Éviter tout dysfonctionnement de marché par des comportements inappropriés où les uns ou les autres réduisent les exports ou bloquent le commerce mondial. Et faire des interventions techniques comme on vient de le faire, en relâchant nos capacités stratégiques qui sont faites pour ça. Et puis au niveau national, ce que le gouvernement est en train de faire, c'est d'abord de faire des contrôles pour s'assurer qu'il n'y a pas des gens qui profitent de la situation pour monter un peu trop vite et trop fort les prix. Et c'est tout faire pour que la hausse se transmette le plus lentement possible dans les prix à la pompe.
Qu'ensuite, dès qu'il y a une baisse, elle, elle redescende le plus vite possible dans les prix à la pompe. Et d'engager les principaux distributeurs à essayer de tout faire à prix coûtant. Et essayer de ne pas aller au-delà de certains prix. Certains ont commencé à s'engager ces dernières ans dans ce sens, c'est une bonne chose. Puis le gouvernement, lui, renforcera les contrôles. Après, il appartiendra au gouvernement, si la crise devait durer, de voir les mesures appropriées. Ce n'est pas aujourd'hui qu'on peut dire cela. Tout ça nous montre une chose. Ce qu'on est en train de vivre, c'est le coût de la dépendance.

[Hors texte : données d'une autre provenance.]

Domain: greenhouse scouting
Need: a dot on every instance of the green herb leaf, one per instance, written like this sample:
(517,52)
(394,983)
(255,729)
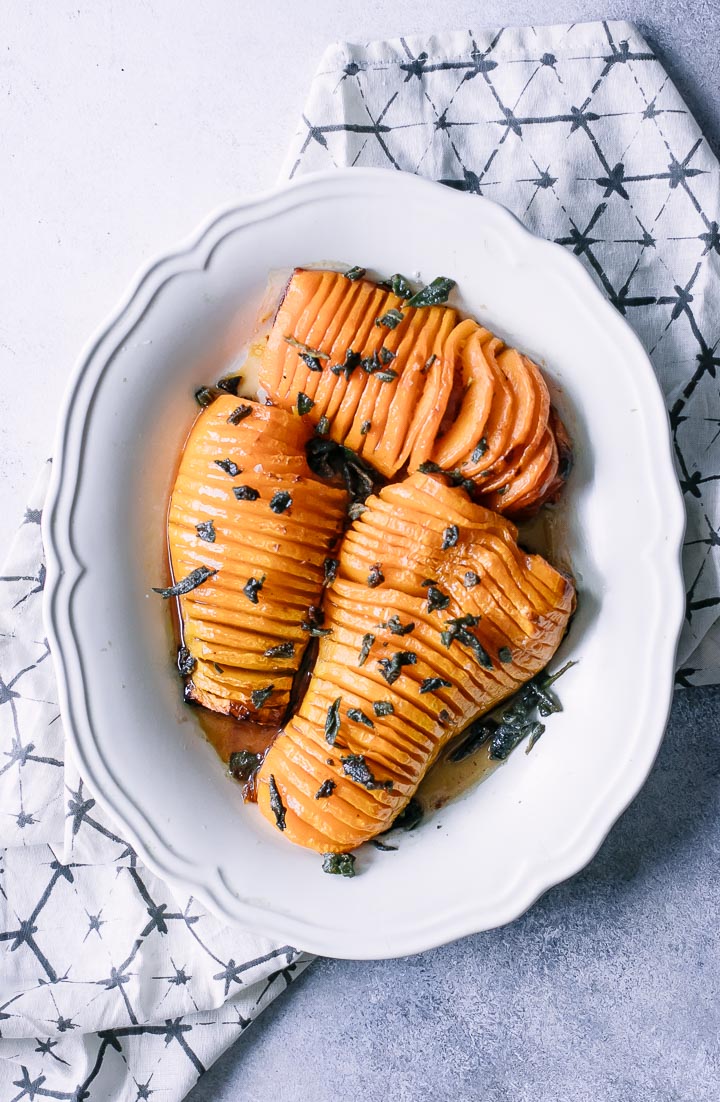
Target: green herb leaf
(280,500)
(332,721)
(246,493)
(365,649)
(480,450)
(260,695)
(430,684)
(396,627)
(185,661)
(206,531)
(330,571)
(357,769)
(376,576)
(437,600)
(187,584)
(433,294)
(228,467)
(276,803)
(355,273)
(243,765)
(390,320)
(450,537)
(354,713)
(251,589)
(390,668)
(339,864)
(239,414)
(281,650)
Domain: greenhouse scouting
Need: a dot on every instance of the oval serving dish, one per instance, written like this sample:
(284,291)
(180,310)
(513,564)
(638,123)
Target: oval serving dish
(482,860)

Et donc quand vous m'entendez depuis des années parler de plus d'autonomie et de décarbonation, parce que la France ne produit pas du pétrole et du gaz sur son sol, c'est ça, c'est-à-dire que tout ce qu'on fait qui nous amène vers la transition, c'est réduire aussi la dépendance et donc notre exposition à des risques géopolitiques. Et donc on a raison de continuer à électrifier massivement, à réduire nos dépendances. C'est un chemin en long cours. On l'a beaucoup accéléré ces dernières années. Il est utile dans ces périodes.

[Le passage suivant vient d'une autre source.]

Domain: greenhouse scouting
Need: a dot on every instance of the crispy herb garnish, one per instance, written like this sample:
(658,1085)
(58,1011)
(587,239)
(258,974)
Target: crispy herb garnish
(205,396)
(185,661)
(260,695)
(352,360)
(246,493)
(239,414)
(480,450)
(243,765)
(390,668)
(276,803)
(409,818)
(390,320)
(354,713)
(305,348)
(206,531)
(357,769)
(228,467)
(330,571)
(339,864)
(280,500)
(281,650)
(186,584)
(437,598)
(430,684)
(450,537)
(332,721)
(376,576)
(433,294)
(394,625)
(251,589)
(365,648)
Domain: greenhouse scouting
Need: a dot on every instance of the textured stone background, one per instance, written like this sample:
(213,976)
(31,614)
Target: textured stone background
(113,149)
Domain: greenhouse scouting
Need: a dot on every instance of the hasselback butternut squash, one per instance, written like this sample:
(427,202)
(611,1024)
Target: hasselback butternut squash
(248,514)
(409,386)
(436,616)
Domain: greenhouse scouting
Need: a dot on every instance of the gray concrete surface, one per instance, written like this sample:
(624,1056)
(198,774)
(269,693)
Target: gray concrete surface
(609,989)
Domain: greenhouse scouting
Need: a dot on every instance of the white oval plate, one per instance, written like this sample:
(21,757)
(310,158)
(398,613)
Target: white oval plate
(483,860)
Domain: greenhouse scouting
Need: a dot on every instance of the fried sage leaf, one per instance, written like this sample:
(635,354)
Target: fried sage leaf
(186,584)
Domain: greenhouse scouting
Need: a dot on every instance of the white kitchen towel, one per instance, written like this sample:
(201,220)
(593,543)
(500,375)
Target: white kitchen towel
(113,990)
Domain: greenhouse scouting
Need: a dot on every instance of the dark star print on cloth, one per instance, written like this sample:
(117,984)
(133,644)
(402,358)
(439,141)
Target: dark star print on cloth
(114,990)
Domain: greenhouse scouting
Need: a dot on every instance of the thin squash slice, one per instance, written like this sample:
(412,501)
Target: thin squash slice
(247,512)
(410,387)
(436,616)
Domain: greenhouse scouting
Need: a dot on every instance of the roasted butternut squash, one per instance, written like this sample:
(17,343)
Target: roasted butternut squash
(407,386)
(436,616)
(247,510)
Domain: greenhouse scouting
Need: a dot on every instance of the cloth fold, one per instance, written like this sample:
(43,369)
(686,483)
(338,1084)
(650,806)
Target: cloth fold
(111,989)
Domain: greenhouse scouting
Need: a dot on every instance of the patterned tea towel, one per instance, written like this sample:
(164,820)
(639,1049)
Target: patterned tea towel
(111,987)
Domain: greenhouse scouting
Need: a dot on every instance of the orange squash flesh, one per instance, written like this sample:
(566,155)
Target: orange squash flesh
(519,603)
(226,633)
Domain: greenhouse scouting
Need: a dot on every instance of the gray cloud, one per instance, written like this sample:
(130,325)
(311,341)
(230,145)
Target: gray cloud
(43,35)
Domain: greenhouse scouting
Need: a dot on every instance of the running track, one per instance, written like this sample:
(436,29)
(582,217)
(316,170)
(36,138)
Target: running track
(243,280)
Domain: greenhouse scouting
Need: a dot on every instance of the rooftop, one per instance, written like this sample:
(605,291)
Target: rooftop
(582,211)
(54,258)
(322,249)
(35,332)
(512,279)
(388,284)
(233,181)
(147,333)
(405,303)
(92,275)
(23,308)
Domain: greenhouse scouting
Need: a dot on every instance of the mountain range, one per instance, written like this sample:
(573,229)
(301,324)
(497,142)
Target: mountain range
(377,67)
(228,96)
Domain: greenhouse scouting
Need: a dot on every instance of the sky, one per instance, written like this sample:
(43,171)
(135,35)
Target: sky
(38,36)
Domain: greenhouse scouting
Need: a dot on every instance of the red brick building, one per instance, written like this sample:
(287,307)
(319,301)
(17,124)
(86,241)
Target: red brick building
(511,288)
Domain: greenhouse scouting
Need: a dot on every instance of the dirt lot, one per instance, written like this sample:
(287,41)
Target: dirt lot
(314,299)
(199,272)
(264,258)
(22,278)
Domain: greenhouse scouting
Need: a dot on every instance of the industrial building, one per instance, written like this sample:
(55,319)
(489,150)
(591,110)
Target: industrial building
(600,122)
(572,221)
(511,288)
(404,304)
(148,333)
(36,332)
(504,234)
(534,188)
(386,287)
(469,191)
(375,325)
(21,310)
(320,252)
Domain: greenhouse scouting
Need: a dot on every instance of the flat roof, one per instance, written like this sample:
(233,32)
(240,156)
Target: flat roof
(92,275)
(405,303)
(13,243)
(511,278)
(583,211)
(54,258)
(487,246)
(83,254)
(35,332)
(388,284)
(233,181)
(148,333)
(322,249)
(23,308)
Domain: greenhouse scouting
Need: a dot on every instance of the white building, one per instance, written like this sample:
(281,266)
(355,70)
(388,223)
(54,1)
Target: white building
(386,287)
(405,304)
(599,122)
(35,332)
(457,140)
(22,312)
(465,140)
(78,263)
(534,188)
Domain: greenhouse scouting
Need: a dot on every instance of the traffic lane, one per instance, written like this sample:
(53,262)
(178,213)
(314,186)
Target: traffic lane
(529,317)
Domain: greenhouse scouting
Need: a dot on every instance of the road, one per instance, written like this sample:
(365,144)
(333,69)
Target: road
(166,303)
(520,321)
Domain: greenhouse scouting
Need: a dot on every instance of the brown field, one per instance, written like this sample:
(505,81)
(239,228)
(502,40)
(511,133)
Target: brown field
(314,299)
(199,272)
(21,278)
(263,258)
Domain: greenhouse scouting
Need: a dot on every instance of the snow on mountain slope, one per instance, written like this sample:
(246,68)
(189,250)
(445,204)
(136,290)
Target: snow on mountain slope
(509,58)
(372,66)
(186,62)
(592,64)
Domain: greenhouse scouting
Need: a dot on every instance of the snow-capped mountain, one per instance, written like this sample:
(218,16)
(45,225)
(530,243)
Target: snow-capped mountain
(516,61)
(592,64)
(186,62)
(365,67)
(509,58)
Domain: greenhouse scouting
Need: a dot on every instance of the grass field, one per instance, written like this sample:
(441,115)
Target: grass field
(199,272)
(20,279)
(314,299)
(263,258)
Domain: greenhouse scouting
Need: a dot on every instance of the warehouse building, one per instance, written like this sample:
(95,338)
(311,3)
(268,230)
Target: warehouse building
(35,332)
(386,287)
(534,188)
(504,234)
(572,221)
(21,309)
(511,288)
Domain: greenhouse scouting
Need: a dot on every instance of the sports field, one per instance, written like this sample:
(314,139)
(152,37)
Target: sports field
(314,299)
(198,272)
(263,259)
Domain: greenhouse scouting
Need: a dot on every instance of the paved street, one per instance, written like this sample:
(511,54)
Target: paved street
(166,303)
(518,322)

Je n'ai pas d'informations sur ce sujet de manière sûre.
J'ai vu comme vous, dans ce qu'on appelle des sources ouvertes, c'est-à-dire sur des fils d'informations ou des interventions que ce serait possible, je n'en ai pas la confirmation, ni par des services partenaires, ni par nos propres services. Donc je ne peux pas vous répondre, je ne peux pas répondre à cette question. Évidemment, ce serait un choix lourd qu'auraient fait les Iraniens, mais je ne veux pas commenter quelque chose sur lequel je n'ai pas de certitude. Aujourd'hui, en tout cas, c'est une zone de guerre. Donc aujourd'hui, on ne peut pas sérieusement considérer qu'on peut reprendre le commerce international.
Et donc il y a plusieurs centaines de tankers et de portes-conteneurs qui sont aujourd'hui à l'arrêt des deux côtés du Détroit. Et donc il faut d'abord que les conflits cessent, et ensuite que le travail se structure. Il est à la fois sécuritaire, il est aussi technique. C'est tout ça qu'on prépare.